Controllable Graph Generation with Diffusion Models via Inference-Time Tree Search Guidance
Jiachi Zhao, Zehong Wang, Yamei Liao, Chuxu Zhang, Yanfang Ye
TL;DR
TreeDiff addresses the challenge of controllable graph generation with diffusion models by introducing an inference-time, planning-based framework that uses Monte Carlo Tree Search to navigate long denoising trajectories. It combines three innovations—macro-step expansion to reduce search depth, dual-space denoising to couple latent efficiency with graph-level fidelity, and a dual-space verifier to provide rollout-free long-horizon value estimates. Empirical results on 2D and 3D molecular generation show state-of-the-art performance in both conditional and unconditional settings, with robust inference-time scaling and improved stability over existing inference-time guidance methods. This approach enables multi-objective, design-driven graph generation without retraining, with clear benefits for drug discovery and materials science where structured validity and property alignment are crucial.
Abstract
Graph generation is a fundamental problem in graph learning with broad applications across Web-scale systems, knowledge graphs, and scientific domains such as drug and material discovery. Recent approaches leverage diffusion models for step-by-step generation, yet unconditional diffusion offers little control over desired properties, often leading to unstable quality and difficulty in incorporating new objectives. Inference-time guidance methods mitigate these issues by adjusting the sampling process without retraining, but they remain inherently local, heuristic, and limited in controllability. To overcome these limitations, we propose TreeDiff, a Monte Carlo Tree Search (MCTS) guided dual-space diffusion framework for controllable graph generation. TreeDiff is a plug-and-play inference-time method that expands the search space while keeping computation tractable.
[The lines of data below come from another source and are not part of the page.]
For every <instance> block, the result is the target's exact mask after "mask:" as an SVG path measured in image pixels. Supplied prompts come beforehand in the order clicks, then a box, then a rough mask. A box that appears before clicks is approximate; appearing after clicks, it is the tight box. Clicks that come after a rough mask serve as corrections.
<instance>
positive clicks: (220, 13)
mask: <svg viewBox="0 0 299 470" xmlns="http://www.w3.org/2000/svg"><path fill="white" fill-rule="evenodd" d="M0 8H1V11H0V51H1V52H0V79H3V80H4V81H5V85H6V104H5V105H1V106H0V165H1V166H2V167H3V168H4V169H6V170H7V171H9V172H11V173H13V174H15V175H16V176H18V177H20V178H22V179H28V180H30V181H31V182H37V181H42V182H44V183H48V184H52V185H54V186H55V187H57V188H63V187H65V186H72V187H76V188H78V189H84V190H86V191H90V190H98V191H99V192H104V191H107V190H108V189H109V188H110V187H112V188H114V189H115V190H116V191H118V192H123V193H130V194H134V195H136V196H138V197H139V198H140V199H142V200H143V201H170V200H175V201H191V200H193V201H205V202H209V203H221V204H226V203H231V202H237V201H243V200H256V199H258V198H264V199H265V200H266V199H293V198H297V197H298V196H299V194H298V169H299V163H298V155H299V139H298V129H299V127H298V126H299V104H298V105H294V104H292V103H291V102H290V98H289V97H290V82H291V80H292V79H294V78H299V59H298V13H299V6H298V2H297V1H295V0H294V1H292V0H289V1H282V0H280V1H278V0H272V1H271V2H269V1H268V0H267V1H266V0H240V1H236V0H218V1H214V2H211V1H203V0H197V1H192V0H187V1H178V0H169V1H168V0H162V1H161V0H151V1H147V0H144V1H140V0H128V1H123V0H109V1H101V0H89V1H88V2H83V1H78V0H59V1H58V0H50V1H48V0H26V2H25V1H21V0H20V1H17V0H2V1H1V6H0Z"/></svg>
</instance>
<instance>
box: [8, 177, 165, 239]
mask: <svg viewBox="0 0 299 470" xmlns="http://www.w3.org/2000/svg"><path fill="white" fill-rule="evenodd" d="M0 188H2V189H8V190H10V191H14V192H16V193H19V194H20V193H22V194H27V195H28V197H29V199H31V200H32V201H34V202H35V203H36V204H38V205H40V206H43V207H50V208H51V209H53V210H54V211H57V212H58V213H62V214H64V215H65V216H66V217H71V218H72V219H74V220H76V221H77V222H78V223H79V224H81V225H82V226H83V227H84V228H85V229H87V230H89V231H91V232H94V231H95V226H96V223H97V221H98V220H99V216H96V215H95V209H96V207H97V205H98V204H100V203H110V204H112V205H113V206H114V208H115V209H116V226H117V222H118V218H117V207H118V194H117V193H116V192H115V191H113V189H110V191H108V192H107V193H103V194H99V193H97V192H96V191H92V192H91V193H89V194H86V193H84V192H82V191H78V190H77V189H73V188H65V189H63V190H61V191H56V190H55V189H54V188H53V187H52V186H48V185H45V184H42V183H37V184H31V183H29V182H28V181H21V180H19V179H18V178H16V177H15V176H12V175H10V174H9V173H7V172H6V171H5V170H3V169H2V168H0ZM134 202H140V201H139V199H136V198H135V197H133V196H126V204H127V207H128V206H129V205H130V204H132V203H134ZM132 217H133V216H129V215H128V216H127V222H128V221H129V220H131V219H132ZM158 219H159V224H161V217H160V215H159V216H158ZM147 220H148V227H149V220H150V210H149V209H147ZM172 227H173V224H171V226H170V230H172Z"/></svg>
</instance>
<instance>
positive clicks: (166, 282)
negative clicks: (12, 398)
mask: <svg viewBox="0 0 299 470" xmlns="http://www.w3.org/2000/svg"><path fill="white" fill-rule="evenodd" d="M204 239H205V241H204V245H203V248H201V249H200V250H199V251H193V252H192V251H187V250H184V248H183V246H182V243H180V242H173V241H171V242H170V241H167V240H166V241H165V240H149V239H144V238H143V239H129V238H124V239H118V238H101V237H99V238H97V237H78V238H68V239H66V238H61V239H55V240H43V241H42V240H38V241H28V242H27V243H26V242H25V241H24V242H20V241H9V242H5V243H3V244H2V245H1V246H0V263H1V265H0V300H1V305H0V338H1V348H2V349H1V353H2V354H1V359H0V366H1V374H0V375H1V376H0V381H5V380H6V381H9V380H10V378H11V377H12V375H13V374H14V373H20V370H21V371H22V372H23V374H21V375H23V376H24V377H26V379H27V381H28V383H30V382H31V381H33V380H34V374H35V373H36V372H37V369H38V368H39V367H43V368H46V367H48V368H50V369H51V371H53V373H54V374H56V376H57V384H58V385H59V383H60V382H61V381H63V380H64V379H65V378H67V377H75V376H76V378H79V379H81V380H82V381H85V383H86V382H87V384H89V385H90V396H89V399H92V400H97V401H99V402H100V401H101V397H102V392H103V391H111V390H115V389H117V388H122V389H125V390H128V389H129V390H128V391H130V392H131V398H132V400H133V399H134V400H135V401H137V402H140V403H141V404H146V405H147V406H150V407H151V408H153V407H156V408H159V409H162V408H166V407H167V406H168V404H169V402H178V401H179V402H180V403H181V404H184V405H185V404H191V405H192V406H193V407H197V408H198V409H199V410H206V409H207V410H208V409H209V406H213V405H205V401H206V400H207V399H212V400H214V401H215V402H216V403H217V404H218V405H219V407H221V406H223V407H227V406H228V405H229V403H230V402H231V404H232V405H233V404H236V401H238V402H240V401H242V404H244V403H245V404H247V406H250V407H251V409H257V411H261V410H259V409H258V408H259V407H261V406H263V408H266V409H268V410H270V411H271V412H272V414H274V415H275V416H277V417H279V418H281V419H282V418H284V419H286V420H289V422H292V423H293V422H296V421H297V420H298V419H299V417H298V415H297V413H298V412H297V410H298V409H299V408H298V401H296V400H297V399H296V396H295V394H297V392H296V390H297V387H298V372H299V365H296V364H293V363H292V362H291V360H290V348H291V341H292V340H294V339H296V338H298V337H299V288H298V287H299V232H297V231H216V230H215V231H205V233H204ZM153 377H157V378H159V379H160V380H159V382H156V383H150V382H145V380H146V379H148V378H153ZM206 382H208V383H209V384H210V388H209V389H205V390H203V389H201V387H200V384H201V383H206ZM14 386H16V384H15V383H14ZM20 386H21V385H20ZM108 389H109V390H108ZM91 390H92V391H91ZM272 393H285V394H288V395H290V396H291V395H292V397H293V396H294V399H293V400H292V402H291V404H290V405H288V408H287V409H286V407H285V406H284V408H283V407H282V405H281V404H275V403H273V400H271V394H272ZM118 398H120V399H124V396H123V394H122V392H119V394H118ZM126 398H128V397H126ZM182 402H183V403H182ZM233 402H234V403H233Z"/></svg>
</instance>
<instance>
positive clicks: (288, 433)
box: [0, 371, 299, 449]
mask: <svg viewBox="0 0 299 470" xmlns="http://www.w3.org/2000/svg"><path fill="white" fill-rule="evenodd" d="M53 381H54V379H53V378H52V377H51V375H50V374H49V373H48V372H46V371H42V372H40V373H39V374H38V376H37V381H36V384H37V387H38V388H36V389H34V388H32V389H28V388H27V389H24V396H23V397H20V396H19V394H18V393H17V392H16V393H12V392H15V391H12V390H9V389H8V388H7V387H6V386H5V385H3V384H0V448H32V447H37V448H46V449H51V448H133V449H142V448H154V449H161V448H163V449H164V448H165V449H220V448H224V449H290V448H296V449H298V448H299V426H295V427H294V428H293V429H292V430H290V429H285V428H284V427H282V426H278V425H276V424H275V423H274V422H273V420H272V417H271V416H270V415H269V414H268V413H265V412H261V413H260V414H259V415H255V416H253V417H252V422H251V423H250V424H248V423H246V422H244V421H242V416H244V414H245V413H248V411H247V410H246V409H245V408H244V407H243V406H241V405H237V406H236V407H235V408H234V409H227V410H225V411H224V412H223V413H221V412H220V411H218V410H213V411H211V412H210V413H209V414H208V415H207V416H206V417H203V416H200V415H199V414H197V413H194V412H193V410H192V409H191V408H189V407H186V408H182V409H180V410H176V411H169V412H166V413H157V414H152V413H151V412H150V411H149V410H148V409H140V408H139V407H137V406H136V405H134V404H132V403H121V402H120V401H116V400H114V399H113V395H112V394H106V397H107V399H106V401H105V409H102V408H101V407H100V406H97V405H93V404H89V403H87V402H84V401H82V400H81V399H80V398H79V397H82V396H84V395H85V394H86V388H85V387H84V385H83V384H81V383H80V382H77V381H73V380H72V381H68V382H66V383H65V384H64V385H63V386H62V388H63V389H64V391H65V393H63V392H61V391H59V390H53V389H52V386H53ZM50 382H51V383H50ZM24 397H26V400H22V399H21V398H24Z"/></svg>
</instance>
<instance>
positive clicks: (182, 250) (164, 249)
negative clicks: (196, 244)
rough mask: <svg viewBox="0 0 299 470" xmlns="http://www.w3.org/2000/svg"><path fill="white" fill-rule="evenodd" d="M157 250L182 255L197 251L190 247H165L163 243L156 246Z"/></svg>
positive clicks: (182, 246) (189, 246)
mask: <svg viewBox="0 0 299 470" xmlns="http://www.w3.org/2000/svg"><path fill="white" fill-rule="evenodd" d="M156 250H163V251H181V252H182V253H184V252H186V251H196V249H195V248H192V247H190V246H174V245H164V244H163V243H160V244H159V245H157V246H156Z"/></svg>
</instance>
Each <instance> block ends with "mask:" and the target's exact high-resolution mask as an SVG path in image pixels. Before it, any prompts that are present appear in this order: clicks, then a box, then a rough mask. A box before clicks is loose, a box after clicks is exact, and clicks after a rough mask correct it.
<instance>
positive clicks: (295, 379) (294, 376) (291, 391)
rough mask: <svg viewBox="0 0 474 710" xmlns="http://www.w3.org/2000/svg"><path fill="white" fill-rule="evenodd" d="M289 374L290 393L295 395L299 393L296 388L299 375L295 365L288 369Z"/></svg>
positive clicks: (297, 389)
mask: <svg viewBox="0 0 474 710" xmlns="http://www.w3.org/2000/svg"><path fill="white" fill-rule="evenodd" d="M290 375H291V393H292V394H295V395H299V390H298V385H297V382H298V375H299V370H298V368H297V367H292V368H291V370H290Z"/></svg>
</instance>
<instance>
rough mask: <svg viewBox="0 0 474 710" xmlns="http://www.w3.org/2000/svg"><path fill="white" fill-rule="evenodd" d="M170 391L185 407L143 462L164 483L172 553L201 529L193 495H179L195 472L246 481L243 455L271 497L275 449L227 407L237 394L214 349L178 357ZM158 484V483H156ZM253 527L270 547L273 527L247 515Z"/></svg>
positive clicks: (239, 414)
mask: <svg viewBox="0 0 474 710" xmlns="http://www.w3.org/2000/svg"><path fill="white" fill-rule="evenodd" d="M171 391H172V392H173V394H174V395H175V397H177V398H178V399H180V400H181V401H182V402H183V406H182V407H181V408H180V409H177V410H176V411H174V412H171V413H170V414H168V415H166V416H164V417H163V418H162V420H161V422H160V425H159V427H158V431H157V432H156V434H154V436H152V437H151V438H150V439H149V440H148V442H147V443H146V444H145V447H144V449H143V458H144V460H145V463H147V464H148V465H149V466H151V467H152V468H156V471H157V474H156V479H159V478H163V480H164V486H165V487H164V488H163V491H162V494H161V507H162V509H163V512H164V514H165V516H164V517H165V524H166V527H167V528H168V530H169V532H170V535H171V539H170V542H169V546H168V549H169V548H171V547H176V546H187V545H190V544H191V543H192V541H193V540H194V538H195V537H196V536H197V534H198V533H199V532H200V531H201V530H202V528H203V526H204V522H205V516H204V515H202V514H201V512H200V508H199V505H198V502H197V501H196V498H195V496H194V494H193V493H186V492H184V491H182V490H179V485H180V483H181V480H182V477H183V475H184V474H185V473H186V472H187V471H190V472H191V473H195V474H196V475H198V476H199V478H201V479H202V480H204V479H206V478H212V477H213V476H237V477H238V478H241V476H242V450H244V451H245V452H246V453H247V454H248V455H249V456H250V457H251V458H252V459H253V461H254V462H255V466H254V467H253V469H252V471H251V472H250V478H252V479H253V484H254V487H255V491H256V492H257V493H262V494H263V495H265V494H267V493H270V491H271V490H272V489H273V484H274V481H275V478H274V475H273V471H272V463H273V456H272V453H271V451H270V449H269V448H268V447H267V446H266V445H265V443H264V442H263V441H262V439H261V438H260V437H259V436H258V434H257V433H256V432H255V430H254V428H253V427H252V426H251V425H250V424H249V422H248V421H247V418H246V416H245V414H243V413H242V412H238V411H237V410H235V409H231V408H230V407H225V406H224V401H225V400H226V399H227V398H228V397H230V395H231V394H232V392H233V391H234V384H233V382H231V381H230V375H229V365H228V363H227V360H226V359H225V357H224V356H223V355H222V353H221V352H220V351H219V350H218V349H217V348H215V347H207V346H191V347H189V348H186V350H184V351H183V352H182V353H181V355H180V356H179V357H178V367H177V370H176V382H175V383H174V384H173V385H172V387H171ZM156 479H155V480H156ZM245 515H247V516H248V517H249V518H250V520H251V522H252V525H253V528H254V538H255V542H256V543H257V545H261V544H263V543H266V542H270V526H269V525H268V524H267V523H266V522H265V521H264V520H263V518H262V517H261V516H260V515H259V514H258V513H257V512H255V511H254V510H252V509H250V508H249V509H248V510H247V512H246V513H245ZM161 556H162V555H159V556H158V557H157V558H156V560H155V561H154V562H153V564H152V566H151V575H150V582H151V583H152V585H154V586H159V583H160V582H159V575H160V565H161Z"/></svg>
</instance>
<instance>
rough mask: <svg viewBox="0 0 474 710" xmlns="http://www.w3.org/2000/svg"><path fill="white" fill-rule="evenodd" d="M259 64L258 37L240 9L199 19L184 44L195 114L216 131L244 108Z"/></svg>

Specifically, TreeDiff introduces three key designs to make it practical and scalable: (1) a macro-step expansion strategy that groups multiple denoising updates into a single transition, reducing tree depth and enabling long-horizon exploration; (2) a dual-space denoising mechanism that couples efficient latent-space denoising with lightweight discrete correction in graph space, ensuring both scalability and structural fidelity; and (3) a dual-space verifier that predicts long-term rewards from partially denoised graphs, enabling early value estimation and removing the need for full rollouts. Extensive experiments on 2D and 3D molecular generation benchmarks, under both unconditional and conditional settings, demonstrate that TreeDiff achieves state-of-the-art performance. Notably, TreeDiff exhibits favorable inference-time scaling: it continues to improve with additional computation, while existing inference-time methods plateau early under limited resources.